Low Carb Flatbreads

These low-carb, vegan flatbreads come together easily to form flexible sandwich wraps, tortillas or mini pizza crusts!

Ingredients

  • 2 tbsp whole psyllium husk

  • 1/2 cup coconut flour (fine, no lumps - sifting helps)

  • 1 tablespoon extra virgin olive oil

  • 1 cup lukewarm water

  • 1/4 tsp baking soda

  • 1/4 tsp salt - optional

For cooking - use appx 1 tbsp extra virgin olive oil for pan (or any other oil of preference)

Directions

  1. In a medium mixing bowl, combine the psyllium husk and coconut flour (make sure there are no lumps in the coconut flour before measuring).

  2. Add in the lukewarm water, olive oil, and baking soda. Stir with a spatula, then use your hands to knead. Add salt now if you want.

  3. Knead for 1 minute. The dough is moist and it gets softer and slightly dryer as you knead. It should come together easily to form a dough. If too sticky, add more husk, 1/2 teaspoon at a time, knead for 30 sec. The dough will always be a bit moist but it shouldn't stick to your hands. If too try/crumbly, add some water, 1/2 tsp at a time and knead again.

  4. Set aside for 10 minutes to set.

SHAPE FLATBREADS

  • Cut the dough into 4 even pieces, roll each piece into a small ball.

  • Place one dough ball between two pieces of parchment paper, press the ball with your hand palm to stick it well to the paper and start rolling with a rolling pin as thin as you like.

  • Un-peel the first layer of parchment paper from your flatbread.
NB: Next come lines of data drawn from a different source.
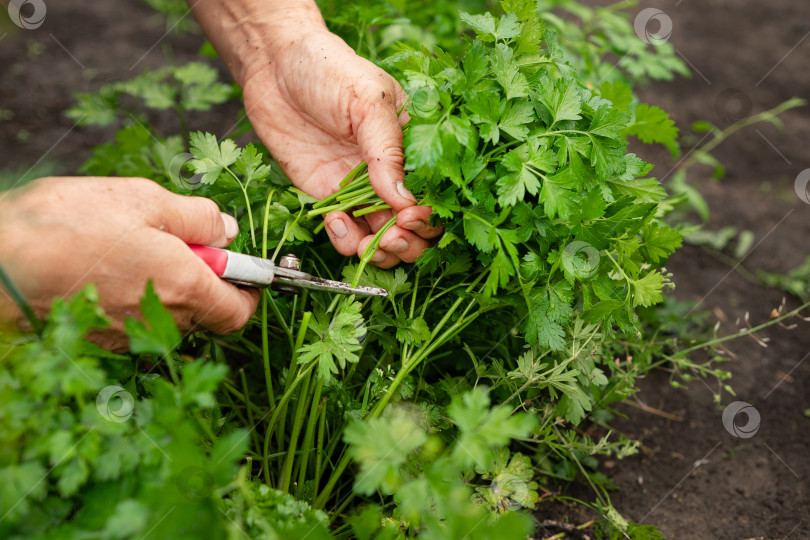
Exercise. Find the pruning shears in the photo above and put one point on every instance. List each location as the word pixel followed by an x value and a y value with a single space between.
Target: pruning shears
pixel 249 271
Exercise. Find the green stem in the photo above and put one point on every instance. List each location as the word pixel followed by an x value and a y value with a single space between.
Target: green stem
pixel 319 451
pixel 19 298
pixel 252 425
pixel 286 475
pixel 282 404
pixel 309 435
pixel 371 248
pixel 268 381
pixel 247 204
pixel 302 330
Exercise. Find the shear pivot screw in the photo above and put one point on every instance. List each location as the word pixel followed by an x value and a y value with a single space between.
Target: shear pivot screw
pixel 289 261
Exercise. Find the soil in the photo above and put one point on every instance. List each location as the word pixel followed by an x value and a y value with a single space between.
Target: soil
pixel 693 479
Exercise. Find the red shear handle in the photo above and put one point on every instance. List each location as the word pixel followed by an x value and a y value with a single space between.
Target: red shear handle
pixel 216 259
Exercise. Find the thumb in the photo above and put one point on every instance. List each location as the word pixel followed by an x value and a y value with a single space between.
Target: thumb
pixel 380 138
pixel 195 220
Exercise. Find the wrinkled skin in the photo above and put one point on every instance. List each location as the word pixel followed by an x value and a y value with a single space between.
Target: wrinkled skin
pixel 62 233
pixel 318 107
pixel 321 110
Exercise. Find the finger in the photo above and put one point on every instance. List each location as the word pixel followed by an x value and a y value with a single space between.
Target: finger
pixel 195 220
pixel 344 232
pixel 381 258
pixel 220 306
pixel 417 219
pixel 402 243
pixel 379 135
pixel 376 220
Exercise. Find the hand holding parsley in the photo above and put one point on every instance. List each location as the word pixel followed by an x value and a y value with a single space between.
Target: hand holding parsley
pixel 321 110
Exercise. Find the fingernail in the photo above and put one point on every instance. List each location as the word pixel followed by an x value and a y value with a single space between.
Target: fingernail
pixel 338 228
pixel 417 225
pixel 397 246
pixel 231 226
pixel 404 192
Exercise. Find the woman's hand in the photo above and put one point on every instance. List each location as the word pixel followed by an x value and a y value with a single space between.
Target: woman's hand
pixel 58 234
pixel 321 110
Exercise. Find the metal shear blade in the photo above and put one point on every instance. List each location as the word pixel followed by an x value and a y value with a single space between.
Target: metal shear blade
pixel 296 278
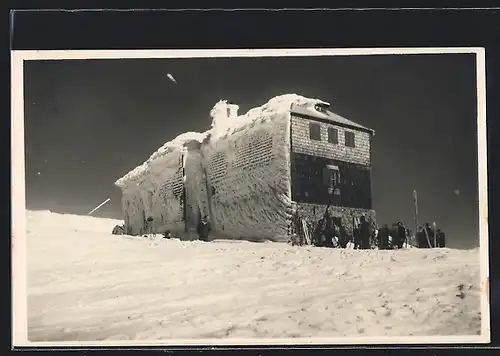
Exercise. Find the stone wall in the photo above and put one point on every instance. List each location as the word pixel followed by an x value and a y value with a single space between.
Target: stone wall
pixel 301 143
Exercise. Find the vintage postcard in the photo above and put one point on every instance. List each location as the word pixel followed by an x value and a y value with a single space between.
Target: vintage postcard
pixel 247 197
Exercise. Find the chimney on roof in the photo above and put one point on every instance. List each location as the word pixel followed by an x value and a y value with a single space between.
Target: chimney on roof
pixel 222 114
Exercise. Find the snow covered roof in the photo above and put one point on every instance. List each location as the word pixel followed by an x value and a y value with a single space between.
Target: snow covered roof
pixel 280 104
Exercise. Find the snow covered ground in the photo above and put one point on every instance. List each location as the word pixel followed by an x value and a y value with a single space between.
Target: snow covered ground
pixel 86 284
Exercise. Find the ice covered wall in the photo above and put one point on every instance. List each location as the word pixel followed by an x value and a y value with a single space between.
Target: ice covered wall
pixel 248 173
pixel 157 194
pixel 197 204
pixel 155 188
pixel 237 172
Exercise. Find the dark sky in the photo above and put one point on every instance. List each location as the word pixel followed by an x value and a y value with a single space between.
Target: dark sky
pixel 88 122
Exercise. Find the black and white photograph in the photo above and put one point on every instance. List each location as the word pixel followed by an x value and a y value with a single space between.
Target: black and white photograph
pixel 232 197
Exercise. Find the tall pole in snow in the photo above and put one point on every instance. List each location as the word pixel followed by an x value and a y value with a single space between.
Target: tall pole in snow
pixel 415 204
pixel 104 202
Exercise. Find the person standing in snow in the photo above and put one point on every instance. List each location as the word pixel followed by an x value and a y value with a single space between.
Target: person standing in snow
pixel 401 235
pixel 204 229
pixel 430 234
pixel 441 238
pixel 383 237
pixel 364 233
pixel 149 227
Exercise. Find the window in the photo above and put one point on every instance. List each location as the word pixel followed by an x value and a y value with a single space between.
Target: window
pixel 331 176
pixel 333 135
pixel 349 139
pixel 314 132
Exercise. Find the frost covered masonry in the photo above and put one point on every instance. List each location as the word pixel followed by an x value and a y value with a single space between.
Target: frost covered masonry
pixel 249 173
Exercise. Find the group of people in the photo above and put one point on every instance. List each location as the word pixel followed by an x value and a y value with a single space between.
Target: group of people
pixel 203 229
pixel 329 232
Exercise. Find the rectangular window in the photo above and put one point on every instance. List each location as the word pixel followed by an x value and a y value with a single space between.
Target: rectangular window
pixel 333 135
pixel 349 139
pixel 314 131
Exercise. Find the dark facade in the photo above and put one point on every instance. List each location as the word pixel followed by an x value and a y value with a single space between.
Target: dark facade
pixel 330 165
pixel 319 180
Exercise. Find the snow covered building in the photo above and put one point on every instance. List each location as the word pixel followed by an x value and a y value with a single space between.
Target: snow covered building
pixel 249 173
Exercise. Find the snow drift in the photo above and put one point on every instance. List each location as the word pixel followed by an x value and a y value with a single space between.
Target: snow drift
pixel 86 284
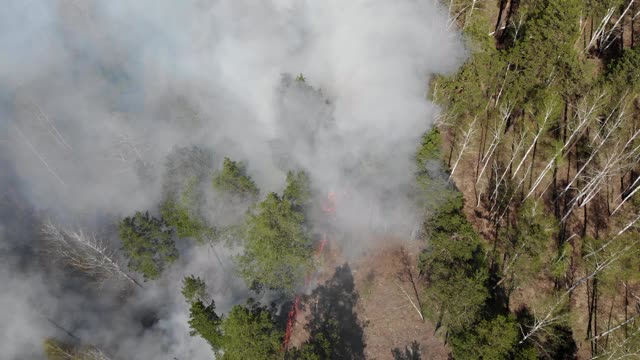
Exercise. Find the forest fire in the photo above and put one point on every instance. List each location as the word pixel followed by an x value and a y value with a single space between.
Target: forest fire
pixel 330 209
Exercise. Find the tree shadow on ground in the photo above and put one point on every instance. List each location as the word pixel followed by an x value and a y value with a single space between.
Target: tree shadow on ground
pixel 334 328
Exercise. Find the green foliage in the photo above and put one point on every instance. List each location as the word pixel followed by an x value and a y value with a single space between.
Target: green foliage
pixel 528 246
pixel 623 74
pixel 233 179
pixel 194 289
pixel 58 350
pixel 149 244
pixel 430 148
pixel 204 321
pixel 545 55
pixel 250 332
pixel 298 190
pixel 278 250
pixel 490 339
pixel 454 266
pixel 247 332
pixel 183 216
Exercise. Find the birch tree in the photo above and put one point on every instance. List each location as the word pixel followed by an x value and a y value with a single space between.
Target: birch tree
pixel 85 252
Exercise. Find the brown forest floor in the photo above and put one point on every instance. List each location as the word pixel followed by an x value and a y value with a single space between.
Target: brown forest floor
pixel 389 317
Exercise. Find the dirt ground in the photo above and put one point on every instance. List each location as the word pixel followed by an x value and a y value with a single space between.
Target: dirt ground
pixel 389 319
pixel 385 290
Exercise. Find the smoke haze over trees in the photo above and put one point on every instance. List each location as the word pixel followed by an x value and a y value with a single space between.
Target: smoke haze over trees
pixel 112 108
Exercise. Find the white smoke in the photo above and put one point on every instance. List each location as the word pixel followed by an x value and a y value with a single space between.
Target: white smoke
pixel 95 94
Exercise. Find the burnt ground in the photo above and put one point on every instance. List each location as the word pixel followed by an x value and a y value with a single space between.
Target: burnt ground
pixel 368 299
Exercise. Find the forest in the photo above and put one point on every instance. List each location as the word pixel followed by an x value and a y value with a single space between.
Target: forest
pixel 506 228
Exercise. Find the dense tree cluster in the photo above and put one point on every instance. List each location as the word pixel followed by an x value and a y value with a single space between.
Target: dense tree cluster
pixel 540 133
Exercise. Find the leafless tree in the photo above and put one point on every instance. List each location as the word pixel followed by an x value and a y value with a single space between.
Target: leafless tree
pixel 465 143
pixel 85 253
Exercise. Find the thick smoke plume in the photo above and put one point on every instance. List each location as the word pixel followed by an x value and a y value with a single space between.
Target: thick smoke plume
pixel 95 94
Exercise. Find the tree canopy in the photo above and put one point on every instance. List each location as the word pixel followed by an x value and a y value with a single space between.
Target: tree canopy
pixel 148 243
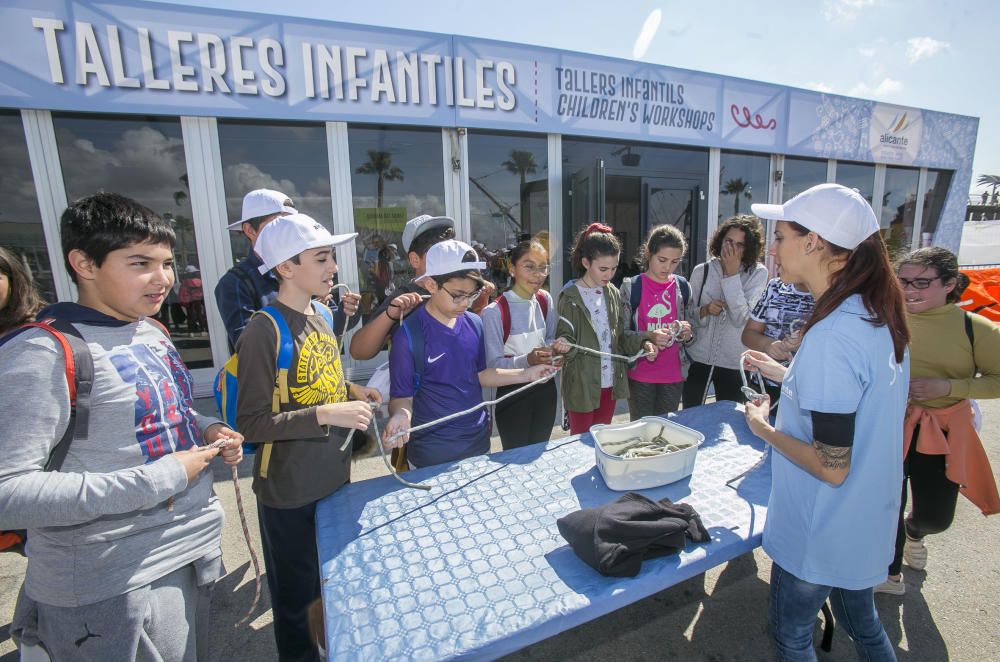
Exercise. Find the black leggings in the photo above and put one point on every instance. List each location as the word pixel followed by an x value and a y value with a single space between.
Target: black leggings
pixel 934 499
pixel 526 418
pixel 726 380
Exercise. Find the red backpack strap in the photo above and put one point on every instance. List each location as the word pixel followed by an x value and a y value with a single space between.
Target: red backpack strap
pixel 79 368
pixel 68 364
pixel 504 307
pixel 543 303
pixel 159 325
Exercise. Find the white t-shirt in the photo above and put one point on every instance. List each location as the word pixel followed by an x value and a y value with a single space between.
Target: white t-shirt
pixel 595 303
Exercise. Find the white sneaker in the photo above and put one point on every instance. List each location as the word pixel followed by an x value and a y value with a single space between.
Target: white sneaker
pixel 891 587
pixel 915 553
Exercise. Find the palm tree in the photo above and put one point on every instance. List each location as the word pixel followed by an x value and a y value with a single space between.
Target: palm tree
pixel 521 162
pixel 735 187
pixel 989 180
pixel 380 164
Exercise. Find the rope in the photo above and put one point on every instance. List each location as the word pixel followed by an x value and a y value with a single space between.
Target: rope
pixel 253 553
pixel 616 357
pixel 485 403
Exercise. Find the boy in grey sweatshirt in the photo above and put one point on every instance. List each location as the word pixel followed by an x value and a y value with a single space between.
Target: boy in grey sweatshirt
pixel 124 538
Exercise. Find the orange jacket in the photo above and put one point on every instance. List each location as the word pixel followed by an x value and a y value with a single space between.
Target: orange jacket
pixel 983 293
pixel 949 431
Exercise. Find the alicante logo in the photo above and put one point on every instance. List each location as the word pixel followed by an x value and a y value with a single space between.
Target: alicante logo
pixel 896 127
pixel 894 134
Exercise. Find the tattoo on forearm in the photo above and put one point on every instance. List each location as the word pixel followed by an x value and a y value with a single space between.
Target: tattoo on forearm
pixel 833 457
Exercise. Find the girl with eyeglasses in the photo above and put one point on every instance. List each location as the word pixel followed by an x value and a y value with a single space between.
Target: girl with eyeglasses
pixel 518 328
pixel 655 388
pixel 591 315
pixel 954 356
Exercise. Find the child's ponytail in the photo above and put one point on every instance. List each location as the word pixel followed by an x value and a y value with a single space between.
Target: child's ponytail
pixel 596 240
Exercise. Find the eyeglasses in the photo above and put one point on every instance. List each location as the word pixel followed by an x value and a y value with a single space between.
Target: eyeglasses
pixel 917 283
pixel 541 270
pixel 460 299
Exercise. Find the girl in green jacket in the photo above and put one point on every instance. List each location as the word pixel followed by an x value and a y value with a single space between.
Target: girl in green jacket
pixel 591 315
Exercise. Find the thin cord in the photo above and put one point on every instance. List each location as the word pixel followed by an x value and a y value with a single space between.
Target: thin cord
pixel 253 553
pixel 485 403
pixel 573 440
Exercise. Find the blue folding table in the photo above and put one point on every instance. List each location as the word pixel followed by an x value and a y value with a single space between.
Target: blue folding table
pixel 476 567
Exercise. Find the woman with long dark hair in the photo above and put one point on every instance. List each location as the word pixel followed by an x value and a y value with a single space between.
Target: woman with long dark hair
pixel 517 330
pixel 725 289
pixel 19 298
pixel 955 356
pixel 839 430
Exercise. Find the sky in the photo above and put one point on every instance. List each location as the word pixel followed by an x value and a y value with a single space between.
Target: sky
pixel 940 55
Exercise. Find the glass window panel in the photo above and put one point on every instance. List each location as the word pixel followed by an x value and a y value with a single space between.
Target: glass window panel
pixel 142 158
pixel 938 183
pixel 743 180
pixel 286 157
pixel 634 187
pixel 860 176
pixel 396 174
pixel 508 195
pixel 801 174
pixel 20 220
pixel 899 204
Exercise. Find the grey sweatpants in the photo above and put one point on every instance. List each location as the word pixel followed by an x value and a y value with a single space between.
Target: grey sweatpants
pixel 166 621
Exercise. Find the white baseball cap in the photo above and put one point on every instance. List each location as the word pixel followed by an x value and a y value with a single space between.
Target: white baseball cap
pixel 285 237
pixel 837 213
pixel 262 202
pixel 446 257
pixel 423 223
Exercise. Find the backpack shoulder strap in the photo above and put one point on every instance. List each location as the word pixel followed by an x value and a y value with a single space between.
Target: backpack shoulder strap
pixel 635 293
pixel 414 332
pixel 971 335
pixel 477 323
pixel 685 289
pixel 634 299
pixel 284 347
pixel 159 325
pixel 79 370
pixel 543 302
pixel 504 307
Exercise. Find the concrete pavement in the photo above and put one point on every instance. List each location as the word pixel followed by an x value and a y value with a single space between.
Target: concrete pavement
pixel 950 612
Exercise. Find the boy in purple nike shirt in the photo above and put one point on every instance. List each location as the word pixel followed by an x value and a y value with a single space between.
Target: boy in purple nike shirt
pixel 454 370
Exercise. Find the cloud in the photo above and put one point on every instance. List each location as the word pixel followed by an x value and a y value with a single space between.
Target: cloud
pixel 143 163
pixel 845 10
pixel 886 88
pixel 918 48
pixel 819 87
pixel 647 34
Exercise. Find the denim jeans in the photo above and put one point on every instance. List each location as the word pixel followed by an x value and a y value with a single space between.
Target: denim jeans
pixel 795 604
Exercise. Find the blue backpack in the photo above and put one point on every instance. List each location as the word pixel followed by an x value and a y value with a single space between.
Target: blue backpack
pixel 226 384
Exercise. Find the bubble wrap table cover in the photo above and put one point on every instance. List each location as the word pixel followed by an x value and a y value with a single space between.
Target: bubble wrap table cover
pixel 476 568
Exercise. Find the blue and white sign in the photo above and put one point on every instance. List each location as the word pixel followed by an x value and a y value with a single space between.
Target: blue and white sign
pixel 93 55
pixel 117 57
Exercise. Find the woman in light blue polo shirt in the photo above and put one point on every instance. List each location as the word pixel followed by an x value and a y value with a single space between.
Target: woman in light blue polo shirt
pixel 839 430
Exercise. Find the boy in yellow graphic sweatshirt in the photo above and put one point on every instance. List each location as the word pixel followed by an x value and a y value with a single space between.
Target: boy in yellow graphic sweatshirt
pixel 302 432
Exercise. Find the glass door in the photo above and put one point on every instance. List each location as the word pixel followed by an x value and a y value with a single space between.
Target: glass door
pixel 668 201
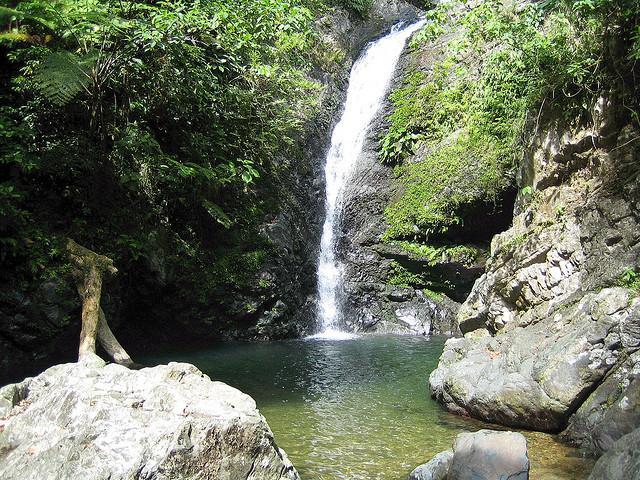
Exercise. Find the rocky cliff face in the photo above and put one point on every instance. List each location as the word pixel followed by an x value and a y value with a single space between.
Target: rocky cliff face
pixel 108 422
pixel 552 329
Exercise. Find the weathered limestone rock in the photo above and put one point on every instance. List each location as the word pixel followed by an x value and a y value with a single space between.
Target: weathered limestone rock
pixel 483 455
pixel 622 461
pixel 391 309
pixel 611 411
pixel 488 455
pixel 435 469
pixel 108 422
pixel 548 333
pixel 536 376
Use a lid to cut out round flatbread. Keep the outside dough to reform a ball and roll more flatbread - this is how you can get 6 flatbread from this recipe (you can add the extra dough from all 4 "rolls" to make 2 extra).

COOK IN PAN OR ON GRIDDLE

  • Warm a crepe or pancake pan under medium/high heat- or use any non stick pan of your choice, the one you would use for your pancakes.

  • Add one teaspoon of olive oil (or any oil) of your choice onto a piece of absorbent paper. Rub the surface of the pan to make sure it is slightly oiled. Don't leave any drops of oil or the bread will fry!

  • Flip over the flatbread on the hot pan and peel off the last piece of parchment paper carefully.

  • Cook for 2-3 minutes on the first side, flip over using a spatula and cook for 1-2 more minutes on the other side.

  • Cool down the flatbread on a plate and use as a sandwich wrap later or enjoy hot as a side dish.

  • Repeat the rolling, cooking for the next 3 flatbread. Make sure you rub the oiled absorbent paper onto the saucepan each time.

  • Store in the pantry in an airtight container or on a plate covered with plastic wrap to keep them soft, for up to 3 days. (You can also keep them in the fridge for up to 5 days, or freezer for up to 3 months in airtight container).

Exchanges

Makes 6 flatbreads. Count each flatbread as: 1 fat (group 7).